Explosive Growth and Consumer Appeal
In 2023, SHEIN and TEMU have captivated the U.S. market with their ultra-low prices, attracting a massive consumer base. According to a survey by Omnisend, 70% of American consumers shopped on global and Chinese online platforms in 2023, with 57% of them purchasing from TEMU, 43% from SHEIN, and 33% from TikTok. This trend has significantly contributed to the surge in air freight volumes.
Impact on Air Freight Rates and Capacity
The increasing volumes from direct shipments have intensified competition for air freight capacity, leading to higher costs. June, traditionally a low season before the holiday shopping rush, saw air freight rates rise by approximately 40% year-on-year. Data from Xeneta indicates that late June’s average spot price for air freight from Southern China to the U.S. was $5.27 per kilogram, more than double the rate in 2019.
Changing Market Dynamics
Niall van de Wouw, Head of Air Cargo at Xeneta, emphasized that the rapid rise of Chinese e-commerce has fundamentally altered the air freight market. According to the International Air Transport Association (IATA), global air cargo demand rose by 14.7% year-on-year in May 2023, driven by trade growth, e-commerce expansion, and constraints in sea freight capacity. The Asia-Pacific region, in particular, saw a 17.8% increase in demand, with significant growth on trade routes between Africa and Asia, Europe and Asia, and within Asia itself.

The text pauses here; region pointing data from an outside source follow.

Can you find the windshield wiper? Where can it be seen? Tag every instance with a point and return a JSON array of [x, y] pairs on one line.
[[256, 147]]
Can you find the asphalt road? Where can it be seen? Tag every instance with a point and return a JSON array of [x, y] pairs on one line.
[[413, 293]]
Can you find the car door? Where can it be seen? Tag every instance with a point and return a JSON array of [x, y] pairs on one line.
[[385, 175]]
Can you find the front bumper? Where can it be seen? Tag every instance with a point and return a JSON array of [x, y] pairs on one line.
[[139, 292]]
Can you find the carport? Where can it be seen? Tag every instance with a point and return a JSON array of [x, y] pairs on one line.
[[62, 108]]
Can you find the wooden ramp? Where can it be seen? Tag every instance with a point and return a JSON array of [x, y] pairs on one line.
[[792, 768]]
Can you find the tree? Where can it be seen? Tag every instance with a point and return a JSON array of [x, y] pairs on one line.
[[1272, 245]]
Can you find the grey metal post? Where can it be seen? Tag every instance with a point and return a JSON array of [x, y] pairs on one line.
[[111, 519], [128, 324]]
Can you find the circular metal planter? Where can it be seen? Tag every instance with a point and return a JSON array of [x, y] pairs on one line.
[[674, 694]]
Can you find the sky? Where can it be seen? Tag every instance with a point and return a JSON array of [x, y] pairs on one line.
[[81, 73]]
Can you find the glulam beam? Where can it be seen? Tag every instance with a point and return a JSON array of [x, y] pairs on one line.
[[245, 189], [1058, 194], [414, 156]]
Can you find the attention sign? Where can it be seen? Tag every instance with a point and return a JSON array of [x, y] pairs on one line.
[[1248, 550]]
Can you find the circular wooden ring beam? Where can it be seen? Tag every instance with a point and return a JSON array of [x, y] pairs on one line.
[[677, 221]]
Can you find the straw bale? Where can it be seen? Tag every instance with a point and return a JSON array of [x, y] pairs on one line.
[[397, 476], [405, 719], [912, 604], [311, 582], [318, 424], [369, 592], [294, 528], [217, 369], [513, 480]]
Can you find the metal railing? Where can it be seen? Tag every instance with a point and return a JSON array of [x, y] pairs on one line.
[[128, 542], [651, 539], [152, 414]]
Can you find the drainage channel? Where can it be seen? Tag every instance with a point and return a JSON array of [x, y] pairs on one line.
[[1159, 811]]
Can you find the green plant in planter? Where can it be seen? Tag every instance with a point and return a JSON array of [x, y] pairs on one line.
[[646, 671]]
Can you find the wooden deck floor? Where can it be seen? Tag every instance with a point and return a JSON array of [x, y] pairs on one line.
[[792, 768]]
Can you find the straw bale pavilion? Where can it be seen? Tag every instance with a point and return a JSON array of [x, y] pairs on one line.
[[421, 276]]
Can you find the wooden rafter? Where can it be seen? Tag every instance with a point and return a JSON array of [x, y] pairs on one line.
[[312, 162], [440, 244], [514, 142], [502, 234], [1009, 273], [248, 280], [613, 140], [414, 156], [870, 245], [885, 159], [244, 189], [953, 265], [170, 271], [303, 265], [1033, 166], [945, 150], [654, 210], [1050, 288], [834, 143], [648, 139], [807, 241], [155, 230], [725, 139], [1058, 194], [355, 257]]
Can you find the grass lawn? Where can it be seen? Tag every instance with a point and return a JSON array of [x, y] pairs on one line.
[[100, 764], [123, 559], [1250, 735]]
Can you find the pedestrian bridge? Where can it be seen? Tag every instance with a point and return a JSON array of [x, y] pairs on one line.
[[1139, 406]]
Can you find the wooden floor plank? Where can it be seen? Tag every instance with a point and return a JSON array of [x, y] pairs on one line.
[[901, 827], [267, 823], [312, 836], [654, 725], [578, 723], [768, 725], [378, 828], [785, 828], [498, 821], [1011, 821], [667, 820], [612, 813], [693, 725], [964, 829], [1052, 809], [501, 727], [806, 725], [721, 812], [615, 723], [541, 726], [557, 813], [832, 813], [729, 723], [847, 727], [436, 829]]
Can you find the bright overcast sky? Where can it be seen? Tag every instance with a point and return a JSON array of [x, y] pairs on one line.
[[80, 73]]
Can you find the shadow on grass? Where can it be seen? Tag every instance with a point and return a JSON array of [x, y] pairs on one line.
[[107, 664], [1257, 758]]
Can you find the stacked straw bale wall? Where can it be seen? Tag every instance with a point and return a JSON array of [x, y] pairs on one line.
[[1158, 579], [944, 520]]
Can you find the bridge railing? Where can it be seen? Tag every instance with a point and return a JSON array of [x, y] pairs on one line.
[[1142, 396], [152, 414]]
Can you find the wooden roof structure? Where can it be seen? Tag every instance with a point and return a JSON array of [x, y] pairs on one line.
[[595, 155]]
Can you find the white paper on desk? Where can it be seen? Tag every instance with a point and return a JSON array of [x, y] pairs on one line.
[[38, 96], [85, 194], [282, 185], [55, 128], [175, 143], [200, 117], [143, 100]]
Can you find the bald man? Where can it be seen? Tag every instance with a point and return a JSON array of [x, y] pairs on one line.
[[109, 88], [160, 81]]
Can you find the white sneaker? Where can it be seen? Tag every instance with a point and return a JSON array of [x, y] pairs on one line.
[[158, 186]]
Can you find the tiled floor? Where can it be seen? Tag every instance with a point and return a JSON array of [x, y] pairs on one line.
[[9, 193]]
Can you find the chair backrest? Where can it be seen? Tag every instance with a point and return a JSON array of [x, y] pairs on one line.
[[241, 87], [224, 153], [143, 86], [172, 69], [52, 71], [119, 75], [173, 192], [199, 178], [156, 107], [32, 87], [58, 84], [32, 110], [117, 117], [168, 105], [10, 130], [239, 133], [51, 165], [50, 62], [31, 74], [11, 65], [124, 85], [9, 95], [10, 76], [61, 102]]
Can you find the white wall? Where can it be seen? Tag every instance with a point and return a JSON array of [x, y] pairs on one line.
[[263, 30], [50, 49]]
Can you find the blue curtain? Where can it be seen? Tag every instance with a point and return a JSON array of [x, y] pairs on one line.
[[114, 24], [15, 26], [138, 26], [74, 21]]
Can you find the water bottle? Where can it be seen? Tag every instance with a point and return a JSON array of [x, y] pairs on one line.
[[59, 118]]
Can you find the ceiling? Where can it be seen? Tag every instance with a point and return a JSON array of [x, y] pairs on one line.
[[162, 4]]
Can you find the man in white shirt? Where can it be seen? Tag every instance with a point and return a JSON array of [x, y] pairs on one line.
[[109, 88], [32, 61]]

Strategic Shifts Among Major Players
SHEIN and TEMU’s low-cost apparel and home goods are increasingly taking up air cargo space traditionally reserved for high-value items like smartphones and perishable goods. Reports indicate that these two companies alone send nearly 600,000 parcels to the U.S. daily, requiring around 88 Boeing 777 freighters to handle their global shipments.
Industry Response and Future Outlook
Major logistics providers are urging retailers and manufacturers to secure air freight contracts early to avoid missing out during the peak season. Companies like Atlas Air and Korean Air are expanding their flight capacities to meet the growing demand from Chinese e-commerce. Despite these efforts, the capacity remains tight, and the air freight market is likely to experience continued pressure over the next 5-10 years.
Emerging Competition
Amazon has also entered the direct shipping fray, launching a new section on its main site for products priced under $20, shipped directly from China to U.S. consumers. This move is seen as a response to the competitive pressure from TEMU and SHEIN. The year-end shopping season could see even fiercer competition for air freight space.
Conclusion
Chinese e-commerce platforms like SHEIN, TEMU, TikTok, and AliExpress are reshaping the global air cargo market and disrupting traditional logistics models. The industry’s ability to adapt to these changes will be crucial in maintaining efficient supply chains and managing costs. As the peak season approaches, strategic planning and early contract negotiations will be essential for businesses looking to navigate this evolving landscape.